In conclusion, our updated results provide reassuring evidence on the long-term safety of pregnancy in breast cancer survivors, including those with ER-positive disease. These findings are of great importance to guiding treating physicians in counseling young breast cancer survivors in this regard.
Funding
This work was partially supported by grants from Les Amis de l’Institut Bordet (grant number 2012-09) and the European School of Oncology (ESO; no grant number). The International Breast Cancer Study Group study, which provided patient information for this study, was partially funded by the National Institutes of Health (grant number CA-753562).
Matteo Lambertini acknowledges the support from the European Society for Medical Oncology for a Translational Research Fellowship at Institut Jules Bordet, Brussels, Belgium.
Notes
The funding organizations (Les Amis de l’Institut Bordet, ESO, and the National Institutes of Health) had no role in the design or conduct of the study, in the collection, analysis, or interpretation of the data, or in the preparation, review, or approval of the manuscript.

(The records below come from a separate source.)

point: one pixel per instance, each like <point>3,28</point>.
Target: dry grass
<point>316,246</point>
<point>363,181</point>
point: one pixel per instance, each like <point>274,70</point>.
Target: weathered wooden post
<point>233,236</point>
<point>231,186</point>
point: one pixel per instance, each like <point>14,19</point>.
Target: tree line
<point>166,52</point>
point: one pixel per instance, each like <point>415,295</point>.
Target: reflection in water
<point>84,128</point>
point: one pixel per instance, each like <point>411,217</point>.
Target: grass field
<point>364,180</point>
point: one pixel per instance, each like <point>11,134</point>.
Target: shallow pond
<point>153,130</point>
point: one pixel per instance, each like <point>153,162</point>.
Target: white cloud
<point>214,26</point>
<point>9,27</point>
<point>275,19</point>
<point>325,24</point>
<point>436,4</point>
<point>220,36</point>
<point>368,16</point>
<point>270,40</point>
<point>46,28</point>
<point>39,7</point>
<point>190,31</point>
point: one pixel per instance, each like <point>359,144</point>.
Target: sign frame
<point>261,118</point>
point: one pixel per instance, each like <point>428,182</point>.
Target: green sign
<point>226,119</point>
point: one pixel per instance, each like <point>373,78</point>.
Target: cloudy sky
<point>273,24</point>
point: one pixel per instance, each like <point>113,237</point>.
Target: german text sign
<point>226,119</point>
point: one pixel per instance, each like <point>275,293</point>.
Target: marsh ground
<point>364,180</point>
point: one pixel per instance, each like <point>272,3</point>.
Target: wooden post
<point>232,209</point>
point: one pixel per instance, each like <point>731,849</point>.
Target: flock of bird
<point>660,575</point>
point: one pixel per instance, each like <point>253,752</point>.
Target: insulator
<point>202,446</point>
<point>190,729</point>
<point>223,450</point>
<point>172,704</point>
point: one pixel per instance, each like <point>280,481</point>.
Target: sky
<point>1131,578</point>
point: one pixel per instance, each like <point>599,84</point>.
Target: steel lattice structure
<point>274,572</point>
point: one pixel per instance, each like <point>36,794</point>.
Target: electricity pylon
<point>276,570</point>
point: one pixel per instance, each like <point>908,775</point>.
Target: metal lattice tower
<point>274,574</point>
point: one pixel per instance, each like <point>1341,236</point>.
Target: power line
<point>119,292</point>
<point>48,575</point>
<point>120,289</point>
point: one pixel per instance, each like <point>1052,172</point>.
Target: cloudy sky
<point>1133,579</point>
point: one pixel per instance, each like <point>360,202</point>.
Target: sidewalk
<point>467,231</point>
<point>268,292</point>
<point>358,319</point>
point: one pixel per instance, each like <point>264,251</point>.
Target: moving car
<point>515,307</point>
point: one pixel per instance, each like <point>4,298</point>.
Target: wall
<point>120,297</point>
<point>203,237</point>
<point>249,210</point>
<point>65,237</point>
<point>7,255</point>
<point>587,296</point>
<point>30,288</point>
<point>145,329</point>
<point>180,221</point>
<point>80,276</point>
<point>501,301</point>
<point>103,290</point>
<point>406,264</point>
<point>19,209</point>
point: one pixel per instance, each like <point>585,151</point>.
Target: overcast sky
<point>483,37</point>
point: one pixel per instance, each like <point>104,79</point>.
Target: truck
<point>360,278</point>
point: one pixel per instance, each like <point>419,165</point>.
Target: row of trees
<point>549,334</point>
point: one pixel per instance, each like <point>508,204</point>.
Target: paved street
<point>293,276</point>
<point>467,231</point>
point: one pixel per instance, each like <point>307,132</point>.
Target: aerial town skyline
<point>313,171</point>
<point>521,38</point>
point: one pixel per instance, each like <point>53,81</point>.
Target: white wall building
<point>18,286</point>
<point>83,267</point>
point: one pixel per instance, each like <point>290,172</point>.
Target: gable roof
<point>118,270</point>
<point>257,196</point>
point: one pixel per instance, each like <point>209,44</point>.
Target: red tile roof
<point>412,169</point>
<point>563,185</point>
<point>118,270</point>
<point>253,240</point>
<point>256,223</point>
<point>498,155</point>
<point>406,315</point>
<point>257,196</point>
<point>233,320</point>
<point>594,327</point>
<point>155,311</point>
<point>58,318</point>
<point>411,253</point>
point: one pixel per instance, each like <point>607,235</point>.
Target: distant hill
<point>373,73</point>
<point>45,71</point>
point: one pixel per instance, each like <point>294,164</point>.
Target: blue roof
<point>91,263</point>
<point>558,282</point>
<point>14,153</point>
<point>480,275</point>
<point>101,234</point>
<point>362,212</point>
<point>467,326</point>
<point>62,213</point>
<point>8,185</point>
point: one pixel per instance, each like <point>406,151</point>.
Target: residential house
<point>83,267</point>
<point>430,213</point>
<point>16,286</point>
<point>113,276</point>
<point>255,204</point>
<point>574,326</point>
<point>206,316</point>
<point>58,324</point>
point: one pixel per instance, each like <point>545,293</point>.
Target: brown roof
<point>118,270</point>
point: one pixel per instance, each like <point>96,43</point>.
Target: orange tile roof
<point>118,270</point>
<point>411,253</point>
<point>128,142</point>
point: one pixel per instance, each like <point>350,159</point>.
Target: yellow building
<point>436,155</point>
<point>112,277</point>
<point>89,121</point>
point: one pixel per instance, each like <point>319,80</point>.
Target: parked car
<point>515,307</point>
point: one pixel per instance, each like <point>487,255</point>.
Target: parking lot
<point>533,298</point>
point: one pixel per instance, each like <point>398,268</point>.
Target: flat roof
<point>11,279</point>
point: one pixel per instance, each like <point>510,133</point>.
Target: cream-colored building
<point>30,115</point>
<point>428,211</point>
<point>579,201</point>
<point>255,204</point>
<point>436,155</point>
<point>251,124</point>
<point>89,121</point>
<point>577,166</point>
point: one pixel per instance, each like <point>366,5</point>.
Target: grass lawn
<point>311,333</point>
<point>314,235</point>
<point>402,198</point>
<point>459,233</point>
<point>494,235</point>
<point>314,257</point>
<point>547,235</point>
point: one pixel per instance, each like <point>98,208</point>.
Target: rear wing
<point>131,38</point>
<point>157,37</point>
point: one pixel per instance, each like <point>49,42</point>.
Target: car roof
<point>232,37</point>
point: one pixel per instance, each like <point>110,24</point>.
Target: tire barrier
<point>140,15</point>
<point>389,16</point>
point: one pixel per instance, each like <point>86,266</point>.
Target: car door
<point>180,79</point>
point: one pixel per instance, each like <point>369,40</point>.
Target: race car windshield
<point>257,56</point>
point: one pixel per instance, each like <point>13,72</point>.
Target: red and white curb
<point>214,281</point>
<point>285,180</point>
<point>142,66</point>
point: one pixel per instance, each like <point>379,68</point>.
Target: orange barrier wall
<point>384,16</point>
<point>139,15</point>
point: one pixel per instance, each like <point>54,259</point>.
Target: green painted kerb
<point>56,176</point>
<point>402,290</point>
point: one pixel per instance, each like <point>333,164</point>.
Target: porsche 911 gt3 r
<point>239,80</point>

Matteo Lambertini received a 2017 Conquer Cancer Foundation Merit Award for presenting the results of the study at the 2017 American Society of Clinical Oncology Annual Meeting. Niels Kroman has received consulting fees from Roche and GE Medical outside the submitted work. Michail Ignatiadis served as a consultant for Roche and received research grant from Roche (to the insitution) outside the submitted work. Evandro de Azambuja has received honoraria from Roche, travel grants from Roche and GlaxoSmithKline, and a research grant from Roche (to the institute) outside the submitted work. Hatem A. Azim Jr. reports employment at Innate Pharma at the end of this study; this employment is not related in any way to the subject of the current study. All remaining authors have declared no conflicts of interest.